UniversalDependencies / UD_English-EWT

English data
Creative Commons Attribution Share Alike 4.0 International
197 stars 41 forks source link

Singular subject + "were" subjunctives #511

Closed nschneid closed 2 months ago

nschneid commented 4 months ago

In annotating Mood=Sub for subjunctives (#194) we didn't consider cases like "If I were a rich man".

Is "were" the only verb that works like this?

amir-zeldes commented 4 months ago

Is "were" the only verb that works like this?

Jein. It's the only verb where the form would be distinct, due to Verner's law (English doesn't keep the extra vowel of the subjunctive ending and the consonant difference is due to the stress pattern). Other verbs also do this ("If I did I'd be a millionaire"), but I'm guessing we don't want to annotate those.

Looks like for GUM we could get away with conditioning it on being a sibling of "if", but in theory it could cause false positives or cases that are not distinguishable (e.g. committee noun + if ... were)

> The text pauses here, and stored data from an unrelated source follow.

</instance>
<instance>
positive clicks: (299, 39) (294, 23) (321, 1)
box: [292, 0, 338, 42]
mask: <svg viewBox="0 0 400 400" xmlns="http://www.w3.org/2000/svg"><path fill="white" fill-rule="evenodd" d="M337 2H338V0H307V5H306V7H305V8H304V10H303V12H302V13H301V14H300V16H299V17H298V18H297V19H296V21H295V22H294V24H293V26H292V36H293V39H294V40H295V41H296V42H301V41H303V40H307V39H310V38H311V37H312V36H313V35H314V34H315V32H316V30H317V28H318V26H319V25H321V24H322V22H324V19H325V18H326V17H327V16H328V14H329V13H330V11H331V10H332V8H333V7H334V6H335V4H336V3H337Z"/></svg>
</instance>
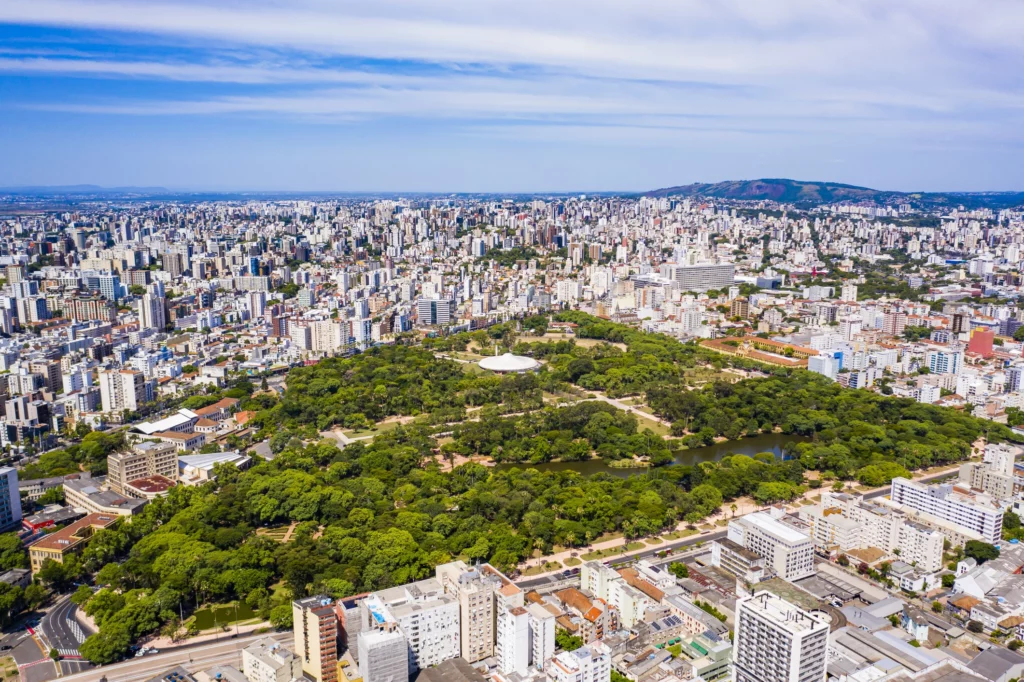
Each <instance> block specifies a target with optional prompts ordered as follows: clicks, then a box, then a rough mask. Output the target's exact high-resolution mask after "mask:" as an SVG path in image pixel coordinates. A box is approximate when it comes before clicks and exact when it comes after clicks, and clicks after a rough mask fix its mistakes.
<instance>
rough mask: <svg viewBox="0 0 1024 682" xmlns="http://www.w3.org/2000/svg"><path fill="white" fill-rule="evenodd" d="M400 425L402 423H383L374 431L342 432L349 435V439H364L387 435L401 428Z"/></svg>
mask: <svg viewBox="0 0 1024 682" xmlns="http://www.w3.org/2000/svg"><path fill="white" fill-rule="evenodd" d="M400 424H401V423H400V422H397V421H394V422H381V423H379V424H377V426H375V427H374V428H372V429H364V430H361V431H342V433H344V434H345V435H347V436H348V437H349V438H364V437H366V436H375V435H377V434H379V433H387V432H388V431H391V430H393V429H395V428H397V427H398V426H400Z"/></svg>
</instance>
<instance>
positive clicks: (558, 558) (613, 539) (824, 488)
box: [519, 464, 959, 580]
mask: <svg viewBox="0 0 1024 682" xmlns="http://www.w3.org/2000/svg"><path fill="white" fill-rule="evenodd" d="M958 470H959V464H955V465H951V466H947V467H936V468H933V469H926V470H925V471H921V472H918V473H915V474H914V475H913V480H920V479H922V478H928V477H931V476H939V475H942V474H944V473H953V472H956V471H958ZM808 473H811V472H808ZM889 487H890V486H889V485H883V486H881V487H874V488H867V489H864V491H854V489H853V488H852V487H851V488H845V492H846V491H847V489H848V491H849V492H851V493H855V494H856V495H867V494H870V493H877V492H878V491H884V489H887V488H889ZM825 489H826V488H824V487H820V488H816V489H815V488H810V489H808V491H807V492H806V493H804V495H803V496H801V497H799V498H797V499H796V500H794V501H792V502H790V503H787V504H786V506H785V507H786V511H787V512H792V511H796V510H797V509H799V508H800V507H801V506H803V505H800V504H798V503H800V502H802V501H810V500H811V499H812V498H814V497H817V496H820V495H821V493H822V492H823V491H825ZM732 505H735V506H736V511H735V512H733V511H732V507H731V506H732ZM767 508H768V507H766V506H764V505H761V504H759V503H758V502H757V501H755V500H754V499H753V498H739V499H737V500H734V501H733V502H730V503H728V505H726V504H723V505H722V506H721V507H719V510H718V511H717V512H715V513H714V514H712V515H711V516H709V517H707V518H706V519H703V520H702V521H700V523H699V524H695V525H697V527H699V526H703V525H707V524H709V523H710V524H712V525H714V524H715V523H716V521H721V520H723V519H725V520H732V519H733V518H738V517H740V516H745V515H746V514H751V513H754V512H756V511H763V510H765V509H767ZM688 525H690V524H689V523H686V522H685V521H681V522H680V523H678V524H677V525H676V528H675V529H676V531H683V530H686V528H687V526H688ZM724 529H725V525H724V524H723V525H721V526H715V527H714V528H713V530H712V532H714V531H716V530H724ZM669 532H672V530H666V531H665V532H662V534H658V535H657V536H652V537H656V538H660V537H663V536H665V535H667V534H669ZM698 537H699V536H697V535H693V536H690V538H698ZM648 539H649V538H641V539H638V540H633V541H627V540H626V539H625V538H615V539H613V540H607V541H605V542H603V543H595V544H593V545H588V546H587V547H580V548H573V549H568V550H564V551H561V552H556V553H555V554H549V555H548V556H543V557H540V558H531V559H528V560H526V561H524V562H522V563H520V564H519V568H520V570H525V569H526V568H529V567H530V566H543V565H544V564H545V563H548V562H550V561H558V562H559V563H561V564H562V567H559V568H556V569H555V570H548V571H545V572H542V573H530V574H529V576H528V577H527V576H523V578H528V579H530V580H534V579H537V578H545V577H547V576H554V574H556V573H560V572H561V571H563V570H564V569H565V566H564V561H565V559H568V558H571V557H572V555H573V554H575V555H577V557H578V558H580V557H582V556H583V555H584V554H589V553H590V552H594V551H598V550H605V549H612V548H615V547H623V546H625V545H628V544H629V543H631V542H633V543H637V542H644V541H646V540H648ZM681 540H682V539H681ZM674 542H678V541H672V540H664V538H663V542H660V543H657V544H654V545H647V544H644V546H643V547H642V548H640V549H636V550H632V551H629V552H623V553H622V554H617V555H615V557H614V558H616V559H621V558H628V557H630V556H633V555H636V554H639V553H641V552H646V551H649V550H652V549H654V550H656V549H657V548H658V546H665V545H669V544H672V543H674ZM694 542H699V540H695V541H694ZM582 560H583V559H582V558H581V561H582Z"/></svg>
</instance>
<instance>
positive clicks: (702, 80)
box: [0, 0, 1024, 191]
mask: <svg viewBox="0 0 1024 682" xmlns="http://www.w3.org/2000/svg"><path fill="white" fill-rule="evenodd" d="M1022 26H1024V3H1021V2H1019V1H1018V0H972V1H971V2H964V1H963V0H757V1H751V0H634V1H633V2H623V1H622V0H586V1H584V0H543V1H542V0H516V1H515V2H512V1H501V2H498V1H493V0H346V1H345V2H335V1H333V0H276V1H271V0H230V1H229V0H157V1H151V0H130V1H129V0H5V1H4V2H0V186H5V185H6V186H9V185H25V184H70V183H86V182H88V183H95V184H102V185H126V184H132V185H163V186H167V187H172V188H194V189H296V190H298V189H308V190H321V189H323V190H330V189H334V190H393V191H402V190H409V191H412V190H422V191H545V190H547V191H557V190H641V189H648V188H654V187H660V186H668V185H673V184H682V183H687V182H693V181H717V180H723V179H740V178H755V177H795V178H799V179H822V180H824V179H827V180H836V181H844V182H851V183H855V184H864V185H868V186H876V187H880V188H891V189H931V190H954V189H965V190H975V189H1024V161H1022V160H1024V155H1022V152H1024V87H1022V86H1024V40H1022V38H1021V33H1020V31H1021V27H1022Z"/></svg>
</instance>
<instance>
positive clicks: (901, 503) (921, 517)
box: [891, 478, 1002, 546]
mask: <svg viewBox="0 0 1024 682" xmlns="http://www.w3.org/2000/svg"><path fill="white" fill-rule="evenodd" d="M891 500H892V504H894V505H897V506H898V508H900V509H902V510H904V511H907V512H909V513H911V514H912V517H913V519H914V520H916V521H919V522H921V523H923V524H924V525H927V526H929V527H933V528H936V529H938V530H939V531H940V532H942V535H944V536H946V538H948V539H949V542H951V543H952V544H953V545H954V546H956V545H963V544H964V543H966V542H967V541H968V540H981V541H983V542H986V543H989V544H991V545H998V544H999V542H1000V540H1001V537H1002V509H1001V508H1000V507H998V506H997V505H995V504H994V502H993V501H992V499H991V498H990V497H988V496H981V495H973V494H972V493H971V491H970V489H968V488H962V487H959V486H954V485H951V484H949V483H943V484H940V485H927V484H925V483H919V482H915V481H912V480H908V479H906V478H894V479H893V485H892V495H891Z"/></svg>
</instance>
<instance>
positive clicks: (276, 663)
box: [242, 637, 302, 682]
mask: <svg viewBox="0 0 1024 682" xmlns="http://www.w3.org/2000/svg"><path fill="white" fill-rule="evenodd" d="M242 672H243V673H245V676H246V679H247V680H249V682H291V681H292V680H301V679H302V660H300V659H299V657H298V656H297V655H295V654H294V653H292V652H291V651H289V650H288V649H287V648H285V647H284V646H282V645H281V644H280V643H279V642H276V641H274V640H273V639H271V638H269V637H264V638H262V639H258V640H256V641H255V642H253V643H252V644H250V645H249V646H247V647H246V648H244V649H242Z"/></svg>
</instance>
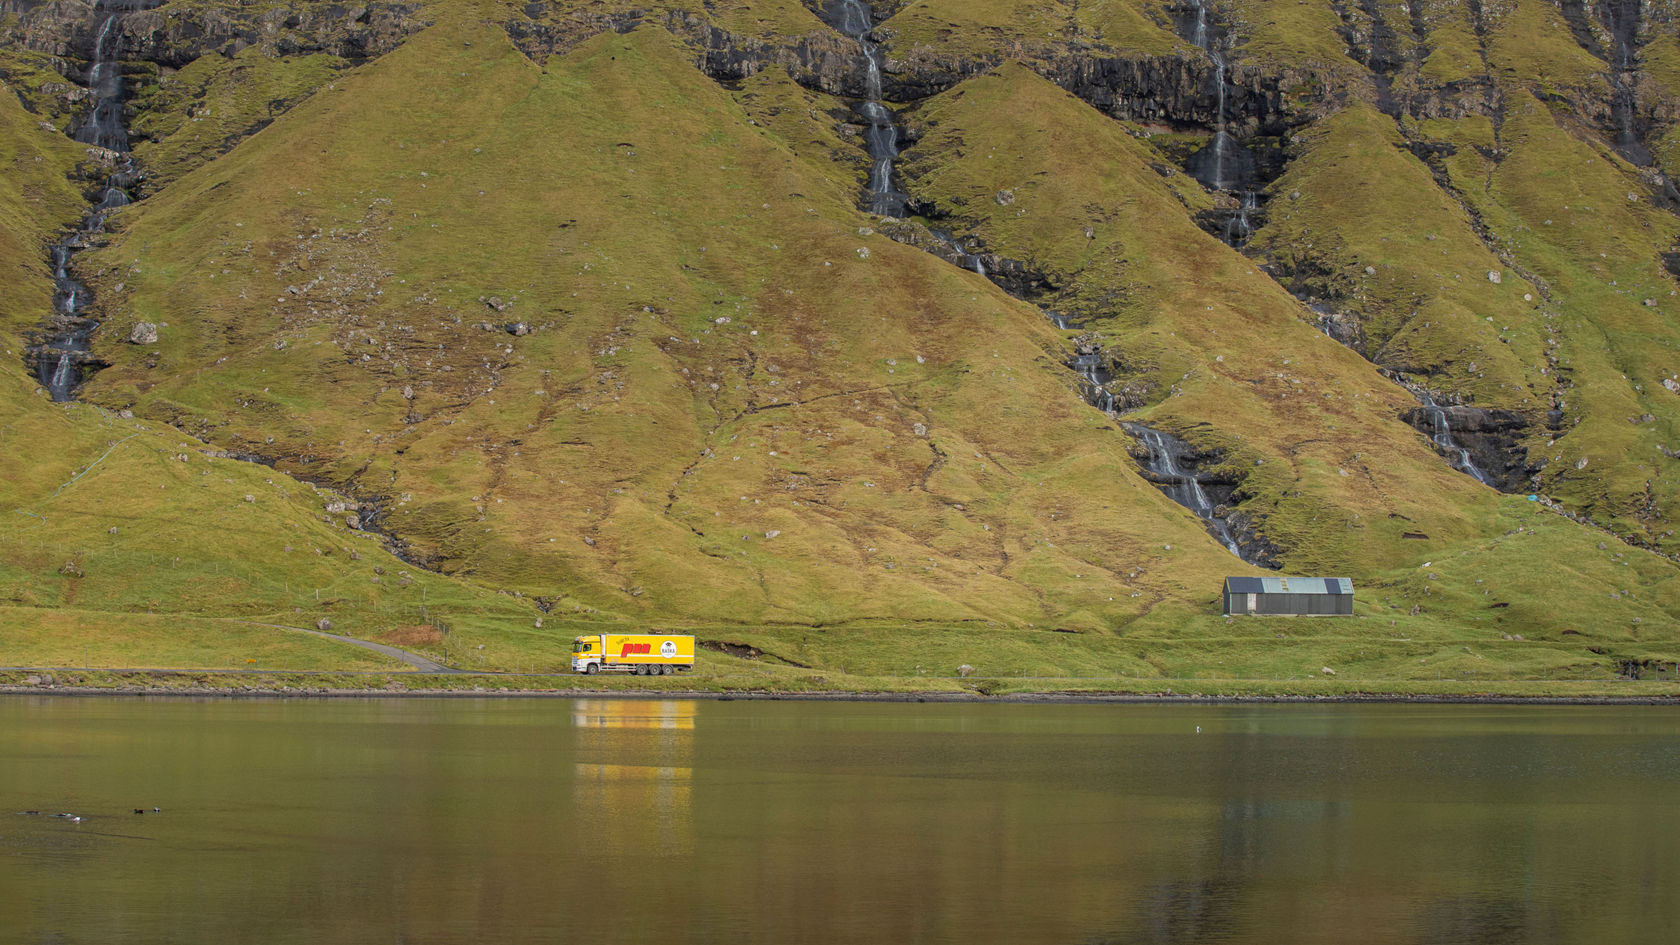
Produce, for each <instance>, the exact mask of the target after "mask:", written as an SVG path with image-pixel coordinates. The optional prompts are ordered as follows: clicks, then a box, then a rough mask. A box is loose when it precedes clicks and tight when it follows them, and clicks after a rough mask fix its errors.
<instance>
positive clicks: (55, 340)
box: [25, 0, 160, 402]
mask: <svg viewBox="0 0 1680 945" xmlns="http://www.w3.org/2000/svg"><path fill="white" fill-rule="evenodd" d="M158 2H160V0H99V2H97V3H94V22H96V24H97V25H96V27H94V30H92V45H91V59H89V64H87V79H86V84H87V98H89V103H91V106H92V108H91V109H89V114H87V119H86V121H84V123H82V124H81V126H79V128H77V129H76V131H74V135H72V138H76V140H77V141H81V143H84V145H92V146H94V148H102V150H106V151H114V153H116V166H114V168H113V172H111V175H109V177H108V178H106V183H104V188H101V192H99V198H97V200H96V202H94V205H92V207H91V209H89V212H87V215H86V217H82V220H81V224H77V227H76V230H74V232H72V234H69V235H66V237H64V239H60V240H59V242H57V244H54V245H52V251H50V259H52V284H54V286H52V288H54V293H52V318H49V319H47V323H45V326H44V330H42V331H40V336H42V341H40V343H37V345H34V346H30V348H29V350H27V351H25V355H27V360H32V362H34V365H35V378H37V380H39V382H40V385H42V387H45V388H47V393H50V395H52V399H54V400H60V402H62V400H69V399H71V397H72V393H74V392H76V387H77V385H81V382H82V375H84V363H86V358H87V351H89V346H91V345H89V338H91V336H92V333H94V330H96V328H99V323H97V321H96V319H92V318H89V316H87V314H86V308H87V301H89V298H91V294H92V293H89V291H87V286H84V284H81V282H79V281H77V279H76V276H72V272H71V261H72V257H74V256H76V252H79V251H82V249H86V247H87V245H91V244H92V242H94V237H97V235H99V234H102V232H104V225H106V217H108V215H109V214H111V210H116V209H118V207H126V205H128V203H129V202H131V197H129V195H128V190H126V187H131V185H133V183H134V180H136V177H138V173H136V170H134V158H133V155H129V141H128V129H126V128H124V126H123V66H121V44H123V17H124V15H128V13H129V12H133V10H139V8H146V7H155V5H156V3H158Z"/></svg>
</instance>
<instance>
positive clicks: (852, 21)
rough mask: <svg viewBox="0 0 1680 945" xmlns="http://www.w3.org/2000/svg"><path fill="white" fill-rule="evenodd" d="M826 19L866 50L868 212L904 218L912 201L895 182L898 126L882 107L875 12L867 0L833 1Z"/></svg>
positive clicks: (890, 109) (859, 113)
mask: <svg viewBox="0 0 1680 945" xmlns="http://www.w3.org/2000/svg"><path fill="white" fill-rule="evenodd" d="M827 18H828V22H830V24H832V25H833V27H835V29H837V30H840V34H842V35H847V37H850V39H855V40H857V44H858V45H860V47H862V49H864V101H862V103H860V104H858V106H857V109H858V114H862V116H864V123H865V131H864V141H865V145H867V146H869V161H870V166H869V212H870V214H879V215H882V217H902V215H904V207H906V203H907V200H909V198H907V197H906V193H904V192H902V190H899V188H897V187H895V185H894V182H892V161H895V160H897V158H899V126H897V124H894V121H892V109H889V108H887V106H885V104H884V103H882V91H880V62H882V54H880V45H879V44H877V42H875V40H874V39H872V34H874V32H875V12H874V10H872V8H870V5H869V3H865V2H864V0H830V3H828V5H827Z"/></svg>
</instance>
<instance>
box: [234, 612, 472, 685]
mask: <svg viewBox="0 0 1680 945" xmlns="http://www.w3.org/2000/svg"><path fill="white" fill-rule="evenodd" d="M240 622H242V624H249V626H252V627H272V629H276V631H297V632H299V634H314V636H318V637H326V639H329V641H338V642H348V644H349V646H360V647H361V649H371V651H373V652H381V654H385V656H390V657H391V659H400V661H403V663H407V664H408V666H413V668H415V671H418V673H460V669H455V668H452V666H444V664H442V663H433V661H430V659H427V657H423V656H420V654H417V652H408V651H407V649H396V647H395V646H386V644H383V642H373V641H360V639H356V637H346V636H341V634H329V632H326V631H311V629H309V627H287V626H286V624H259V622H255V620H240Z"/></svg>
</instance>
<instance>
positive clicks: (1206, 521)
mask: <svg viewBox="0 0 1680 945" xmlns="http://www.w3.org/2000/svg"><path fill="white" fill-rule="evenodd" d="M1126 429H1127V432H1131V434H1132V436H1134V437H1137V441H1139V442H1142V446H1144V449H1146V451H1147V457H1146V459H1144V474H1146V478H1147V479H1151V481H1152V483H1154V484H1156V486H1158V488H1159V489H1161V491H1163V493H1166V496H1168V498H1169V499H1173V501H1174V503H1178V504H1181V506H1184V508H1188V509H1189V511H1193V513H1196V516H1200V518H1201V520H1203V521H1206V523H1208V531H1210V533H1211V535H1213V536H1215V538H1218V540H1220V543H1221V545H1225V550H1226V552H1230V553H1233V555H1236V557H1238V558H1243V560H1248V558H1247V557H1245V555H1243V550H1242V546H1240V545H1238V543H1236V536H1233V535H1231V526H1230V523H1228V521H1225V518H1223V516H1221V515H1220V509H1218V506H1216V504H1215V503H1213V499H1211V498H1210V496H1208V489H1206V486H1205V484H1203V476H1201V473H1198V471H1196V469H1193V467H1189V462H1188V457H1189V456H1191V452H1193V451H1191V447H1189V444H1188V442H1184V441H1181V439H1178V437H1174V436H1168V434H1163V432H1161V430H1152V429H1149V427H1146V425H1142V424H1126Z"/></svg>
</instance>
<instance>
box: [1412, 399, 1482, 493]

nschneid commented 4 months ago

OK let's just annotate "were" because it's usually clear whether it's subjunctive or past tense.

nschneid commented 4 months ago

TBC, the options for "were" as AUX, with * as wildcard:

Past tense: plural or 2nd person

(plural agreement includes committee nouns and subjects with and-coordination)

were    be  AUX VBD Mood=Ind|Number=Plur|Person=*|Tense=Past|VerbForm=Fin
were    be  AUX VBD Mood=Ind|Number=Sing|Person=2|Tense=Past|VerbForm=Fin

Subjunctive: singular and not 2nd person

were    be  AUX VBD Mood=Sub|Number=Sing|Person=1|Tense=Past|VerbForm=Fin
were    be  AUX VBD Mood=Sub|Number=Sing|Person=3|Tense=Past|VerbForm=Fin
AngledLuffa commented 4 months ago

So now should we go through the treebanks labeling incorrect usages of "was"?

It always annoys me when I hear lyrics such as "Just another manic Monday. I wish it was Sunday..."

nschneid commented 4 months ago

I think we should be descriptivist about this one. :) It's clearly morphosyntactically subjunctive if it's "were" + singular + 1st or 3rd person; otherwise it's hard to tell.

nschneid commented 4 months ago

As an English speaker who does not know historical linguistics I have staggeringly little intuition about tense with subjunctives. :) @amir-zeldes I take it if we are saying "be" is a present subjunctive then "were" is a past subjunctive?

(CGEL p. 87 actually argues against calling "were" subjunctive at all, opting for irrealis, and says that neither "were" nor subjunctive "be" actually has a tense; but I think we should just go with the traditional terminology for UD.)

amir-zeldes commented 4 months ago

Yes, and it sounds like we want to take the position that syncretic cases like "you were" and plurals are seen as Ind, right? If so, and we want to require 'if' for safety, here's how I'll implement it for GUM:

text=/.*/;func=/nsubj/&xpos=/NNP?S/ #1>#2   #1:storage=not_subjv_parent
text=/.*/;func=/nsubj/&lemma=/you|they|we/  #1>#2   #1:storage=not_subjv_parent
text=/.*/&storage!=/not_subjv_parent/;lemma=/if/;text=/were/    #1>#2;#1>#3 #3:morph+=Mood=Sub;#3:morph+=Tense=Past
nschneid commented 4 months ago

There was a token with "whether" instead of "if", so maybe add that to the rule. (And I can imagine other things like "Were he to leave", but those will be rare.)

BTW here is the neaten validator update that includes this: 0ff690c

amir-zeldes commented 3 months ago

"whether" is not attested with "were" in that way for GUM, I guess you mean EWT? I added it with just "if" for now. Thanks for adding to neaten!